Source: Rico Tice, Man To Man… About God, p.72
If you were high above the earth and looked down on one man standing on a mountain top and another standing in a valley, they would look to you as if they were standing side by side. You would be so high that the small matter of a mountain would be irrelevant. God is so high that when He sees us in relation to sin, we are all standing on level ground. Our God is holy, totally separate from sin. He can’t even stand to look at it (Habakkuk 1:13). God is so holy that He is as offended by an evil thought as He is by murder. While there are differences in the consequences of sin, there is no difference in the essence of sin.
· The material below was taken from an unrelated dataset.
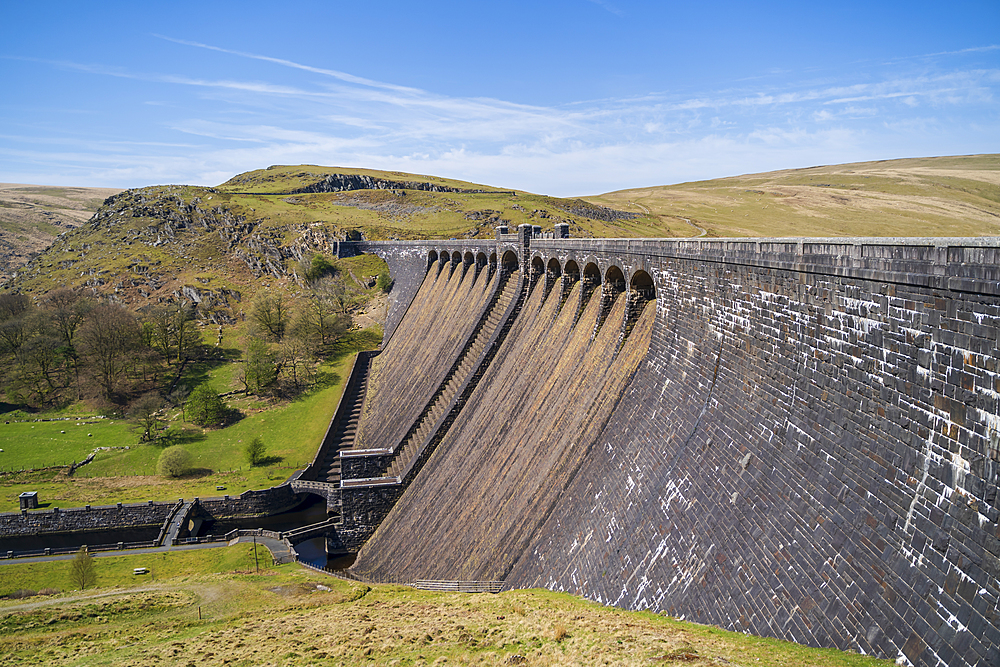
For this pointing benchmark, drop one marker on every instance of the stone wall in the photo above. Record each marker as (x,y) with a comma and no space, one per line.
(252,503)
(810,450)
(80,519)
Source: Tony Evans, Time To Get Serious, 1995, Illinois: Crossway Books, p.18
Mark Batterson writes: “It’s the sins of omission – what you would have, could have, and should have done – that break the heart of your heavenly Father. How do I know this? Because I am an earthly father! I love it when my kids don’t do something wrong, but I love it even more when they do something right.”
Mark Batterson, Going All In, 2013, Michigan USA, Zondervan, p.41
Legalising sin does not make it right.